The pattern of distribution, shown in the accompanying diagram and table, shows an inverse square relationship between cancer rates and distance from the steel plant, like that uncovered by the Workers Inquiry in Wollongong. Such a radially symmetrical curve is compelling evidence of a specific point source -- the steelworks. There is less than a 1 percent possibility that this pattern is produced by chance.

As the diagram and table show, there is a smaller leukaemia peak in the Boolaroo and Warners Bay postcodes, near Pasminco's Cockle Creek smelter. A comparable peak (not shown in the graphic) exists in Heddon Greta, Weston and Kurri Kurri, near an aluminium smelter.

The statistics were analysed by environmental scientist Chris Illert and come from the same set of postcode-by-postcode figures that were finally supplied to the Workers Inquiry from the NSW Central Cancer Registry after years of being withheld from researchers. Covering the period 1972-94, the data show a pattern that has existed for at least two decades.

In the case of Wollongong, the average rate of leukaemia at Berkeley, 4 km from Port Kembla, was 4 per 1,000 people over 22 years -- 10 times higher than at Minnamurra, 18 km from the smokestacks.

For the Hunter region, the leukaemia rate was twice as high near the steelworks -- at Carrington, approximately 2 km from BHP, it was 8.4, compared to 1 at West Wallsend.

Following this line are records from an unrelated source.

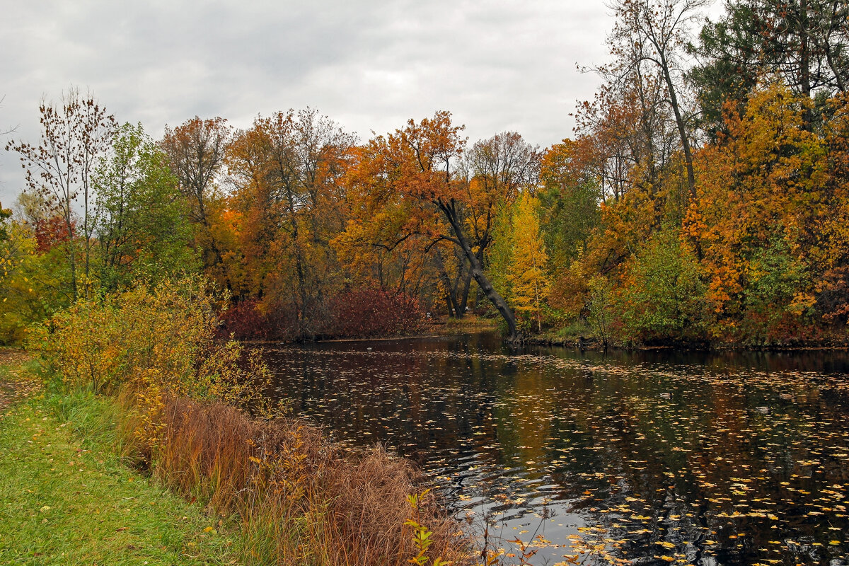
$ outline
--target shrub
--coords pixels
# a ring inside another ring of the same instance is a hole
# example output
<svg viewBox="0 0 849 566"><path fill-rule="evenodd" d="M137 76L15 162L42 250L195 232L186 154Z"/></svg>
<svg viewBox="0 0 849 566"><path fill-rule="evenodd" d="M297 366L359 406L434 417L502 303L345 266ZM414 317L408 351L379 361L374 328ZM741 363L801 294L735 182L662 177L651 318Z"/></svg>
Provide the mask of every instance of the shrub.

Likewise, the cancer rate at Carrington was 185.2, whereas at West Wallsend it was 48.8. The corresponding figures in the Illawarra were about half -- 95.5 at Berkeley and 14.85 at Minnamurra.

Both Wollongong and Newcastle are sites of heavy industrial complexes, based on the steelworks, surrounded by working class suburbs. For decades, thousands of workers and their families have had little financial choice but to live and work in the fumes belching from these complexes.

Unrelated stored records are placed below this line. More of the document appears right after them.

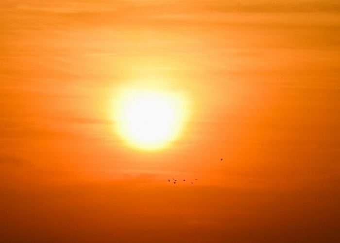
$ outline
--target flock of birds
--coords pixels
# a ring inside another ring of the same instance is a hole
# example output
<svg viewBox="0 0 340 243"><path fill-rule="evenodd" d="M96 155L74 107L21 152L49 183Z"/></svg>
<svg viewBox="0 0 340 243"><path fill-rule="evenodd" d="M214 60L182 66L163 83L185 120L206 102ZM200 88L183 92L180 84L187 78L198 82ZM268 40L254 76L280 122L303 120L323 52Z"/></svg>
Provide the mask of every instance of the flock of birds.
<svg viewBox="0 0 340 243"><path fill-rule="evenodd" d="M223 158L221 158L221 161L222 161L222 160L223 160ZM173 184L176 184L176 182L177 182L177 180L176 179L175 179L174 178L173 178L172 180L172 182L173 182ZM195 179L195 181L197 181L197 179ZM170 179L168 179L168 182L170 182L170 181L171 181L171 180L170 180ZM183 179L183 182L186 182L186 180L185 180L185 179ZM191 184L194 184L193 182L191 181Z"/></svg>

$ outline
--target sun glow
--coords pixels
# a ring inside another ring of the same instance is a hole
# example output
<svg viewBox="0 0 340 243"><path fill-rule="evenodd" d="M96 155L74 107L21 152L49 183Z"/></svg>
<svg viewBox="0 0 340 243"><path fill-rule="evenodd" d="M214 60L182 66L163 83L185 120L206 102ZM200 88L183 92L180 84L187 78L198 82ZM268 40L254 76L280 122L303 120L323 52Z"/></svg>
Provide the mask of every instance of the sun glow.
<svg viewBox="0 0 340 243"><path fill-rule="evenodd" d="M135 147L155 150L177 139L184 120L183 100L165 92L130 90L117 101L119 134Z"/></svg>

Having extracted every possible ounce of profit out of its original Newcastle works, BHP has formally announced its closure, not only axeing a total of 3,000 steelworkers' jobs but also seeking to wash its hands of countless victims of its industrial pollution. Port Kembla is likely to suffer a similar fate. There, the company has eliminated thousands of jobs and is continuously driving up the rate of output while slashing maintenance spending by 30 percent.

The Newcastle figures reinforce the conclusion drawn by the Workers Inquiry commissioners that the Wollongong crisis is part of a wider industry-caused pattern of cancers and ill-health. Moreover, they demonstrate that this pattern is far from confined to the Illawarra. It is likely to exist in all working class-industrial areas.

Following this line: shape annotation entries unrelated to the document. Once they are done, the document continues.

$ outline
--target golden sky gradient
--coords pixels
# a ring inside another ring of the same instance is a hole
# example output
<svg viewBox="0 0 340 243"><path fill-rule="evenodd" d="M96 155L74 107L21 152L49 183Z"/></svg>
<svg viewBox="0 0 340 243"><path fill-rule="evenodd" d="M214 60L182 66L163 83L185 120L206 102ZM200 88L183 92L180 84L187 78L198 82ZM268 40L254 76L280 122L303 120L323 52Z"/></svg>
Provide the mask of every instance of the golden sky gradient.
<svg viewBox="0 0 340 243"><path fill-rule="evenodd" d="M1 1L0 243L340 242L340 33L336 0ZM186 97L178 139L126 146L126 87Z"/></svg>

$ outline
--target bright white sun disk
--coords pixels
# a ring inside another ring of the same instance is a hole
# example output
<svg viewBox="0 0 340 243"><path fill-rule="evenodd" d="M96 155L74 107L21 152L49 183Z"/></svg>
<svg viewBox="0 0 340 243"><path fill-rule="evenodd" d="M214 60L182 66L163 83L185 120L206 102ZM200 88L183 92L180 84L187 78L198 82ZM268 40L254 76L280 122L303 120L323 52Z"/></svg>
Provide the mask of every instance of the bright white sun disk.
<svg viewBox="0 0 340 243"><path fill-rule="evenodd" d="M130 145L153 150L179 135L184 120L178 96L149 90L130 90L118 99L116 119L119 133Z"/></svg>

Evidence presented to the Workers Inquiry showed that cancer rates are going up everywhere. The number of cancer cases diagnosed in NSW has more than doubled from 11,489 in 1972 to 24,922 in 1993. In 1991, cancer replaced coronary heart disease as the leading cause of death in Australia.

By 1994 cancer accounted for 27 percent of all deaths nationwide, compared to 16 percent in 1972.

Workers News will further investigate the Newcastle situation. As in Wollongong, it is certain that the industry-related cancer pattern has been deliberately covered up by BHP and other major companies, backed by successive Labor and Liberal governments and the trade union bureaucracy.

The Workers Inquiry established that the staggering number of leukaemia and lymphoma deaths among teenagers and young adults in the southern suburbs of Wollongong would have remained hidden from public view if not for the efforts of one of the young victims, Melissa Cristiano, whose struggle was taken up by other residents and workers through the Workers Inquiry itself.

The inquiry proved that for decades, governments, official agencies and the trade unions have worked together to protect the corporate profits of industrial giants such as BHP, regardless of the destruction of working class lives and health. The findings and the recommendations issued by the six commissioners are now being presented at a series of public meetings in major working class centres, including Newcastle.